Published 05/20/2019, 08:58 AM
Updated 05/20/2019, 08:58 AM
© Reuters. Pumpjacks are seen against the setting sun at the Daqing oil field in Heilongjiang

By Ahmad Ghaddar

LONDON (Reuters) - Oil prices steadied near multi-week highs on Monday as OPEC indicated it was likely to maintain production cuts that have helped boost prices this year, while escalating Middle East tensions provided further support.

Brent crude was up by 10 cent to $72.31 a barrel by 1246 GMT, having earlier touched $73.40, the highest since April 26.

U.S. West Texas Intermediate crude was down 10 cents at $62.66 a barrel, after hitting a three-week high of $63.81.

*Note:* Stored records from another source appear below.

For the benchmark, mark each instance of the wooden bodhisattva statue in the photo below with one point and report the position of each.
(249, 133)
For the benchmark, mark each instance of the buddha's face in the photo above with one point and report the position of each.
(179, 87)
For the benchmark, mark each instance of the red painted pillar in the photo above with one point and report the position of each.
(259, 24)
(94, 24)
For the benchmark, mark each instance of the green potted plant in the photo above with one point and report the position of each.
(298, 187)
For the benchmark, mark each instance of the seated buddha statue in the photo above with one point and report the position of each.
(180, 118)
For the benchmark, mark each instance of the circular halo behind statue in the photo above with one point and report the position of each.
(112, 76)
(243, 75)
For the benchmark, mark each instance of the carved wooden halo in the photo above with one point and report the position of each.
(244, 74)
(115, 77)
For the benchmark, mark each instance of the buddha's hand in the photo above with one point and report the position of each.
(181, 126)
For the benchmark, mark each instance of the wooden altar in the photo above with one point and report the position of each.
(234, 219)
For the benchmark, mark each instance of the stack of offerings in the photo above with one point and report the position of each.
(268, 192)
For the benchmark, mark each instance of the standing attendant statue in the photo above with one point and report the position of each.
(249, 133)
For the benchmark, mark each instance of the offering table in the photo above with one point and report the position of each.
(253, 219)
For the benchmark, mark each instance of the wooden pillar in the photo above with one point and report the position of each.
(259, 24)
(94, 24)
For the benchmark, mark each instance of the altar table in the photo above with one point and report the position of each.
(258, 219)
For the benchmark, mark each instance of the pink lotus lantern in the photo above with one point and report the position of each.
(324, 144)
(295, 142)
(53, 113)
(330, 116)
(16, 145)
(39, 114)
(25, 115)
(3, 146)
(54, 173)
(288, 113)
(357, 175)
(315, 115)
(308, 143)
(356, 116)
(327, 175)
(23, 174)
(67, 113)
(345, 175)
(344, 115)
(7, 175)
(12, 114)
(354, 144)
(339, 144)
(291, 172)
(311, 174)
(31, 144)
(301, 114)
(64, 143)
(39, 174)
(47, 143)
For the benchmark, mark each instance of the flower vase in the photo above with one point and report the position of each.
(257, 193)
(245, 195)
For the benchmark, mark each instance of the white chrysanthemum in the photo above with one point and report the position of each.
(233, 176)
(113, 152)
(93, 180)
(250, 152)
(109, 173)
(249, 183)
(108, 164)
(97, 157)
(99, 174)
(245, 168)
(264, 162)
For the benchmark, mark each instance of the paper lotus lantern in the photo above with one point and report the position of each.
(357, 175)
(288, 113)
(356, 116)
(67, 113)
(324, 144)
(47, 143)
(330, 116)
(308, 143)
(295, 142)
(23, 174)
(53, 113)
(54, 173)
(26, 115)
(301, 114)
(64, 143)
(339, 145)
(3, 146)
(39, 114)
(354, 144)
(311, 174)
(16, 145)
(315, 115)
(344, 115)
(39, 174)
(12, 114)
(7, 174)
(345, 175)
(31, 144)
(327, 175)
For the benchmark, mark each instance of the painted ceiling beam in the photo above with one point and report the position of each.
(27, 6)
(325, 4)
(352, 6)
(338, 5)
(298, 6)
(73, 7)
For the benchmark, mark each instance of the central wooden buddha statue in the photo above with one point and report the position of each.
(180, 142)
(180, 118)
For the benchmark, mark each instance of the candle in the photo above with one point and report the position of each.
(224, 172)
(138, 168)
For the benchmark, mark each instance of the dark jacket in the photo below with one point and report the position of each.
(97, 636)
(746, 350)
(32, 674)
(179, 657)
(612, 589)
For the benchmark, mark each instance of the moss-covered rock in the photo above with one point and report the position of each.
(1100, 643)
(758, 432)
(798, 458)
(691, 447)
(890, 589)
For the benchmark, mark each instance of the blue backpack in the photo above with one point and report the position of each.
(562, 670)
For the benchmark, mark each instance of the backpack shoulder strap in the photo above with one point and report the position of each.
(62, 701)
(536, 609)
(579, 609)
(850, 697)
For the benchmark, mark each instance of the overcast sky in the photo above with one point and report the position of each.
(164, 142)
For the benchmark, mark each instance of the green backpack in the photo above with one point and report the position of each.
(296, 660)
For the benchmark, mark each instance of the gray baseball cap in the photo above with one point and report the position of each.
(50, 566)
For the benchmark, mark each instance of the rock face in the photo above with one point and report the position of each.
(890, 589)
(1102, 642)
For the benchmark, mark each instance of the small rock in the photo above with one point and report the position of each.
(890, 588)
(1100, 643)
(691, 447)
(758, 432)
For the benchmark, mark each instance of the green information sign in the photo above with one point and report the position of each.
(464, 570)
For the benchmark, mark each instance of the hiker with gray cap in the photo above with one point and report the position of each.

Saudi Energy Minister Khalid al-Falih said on Sunday there was consensus among the Organization of the Petroleum Exporting Countries (OPEC) and allied oil producers to drive down crude inventories "gently" but he would remain responsive to the needs of a "fragile market".

United Arab Emirates Energy Minister Suhail al-Mazrouei earlier told reporters that producers were capable of filling any market gap and that relaxing supply cuts was not the right decision.

OPEC data indicates oil inventories in the developed world rose by 3.3 million barrels month-on-month in March, and were 22.8 million barrels above their five year average.

A gathering of the so-called Joint Ministerial Monitoring Committee (JMMC) in Saudi Arabia over the weekend did not make any solid recommendations, leaving a decision on policy for a meeting of OPEC and its allies next month in Vienna.

"While not explicitly mentioned in the statement (of the JMMC), uncertainty on how many Iranian and Venezuelan oil barrels will be lost due to U.S. sanctions was probably the main reason the group kicked the can down the road," UBS analyst Giovanni Staunovo said.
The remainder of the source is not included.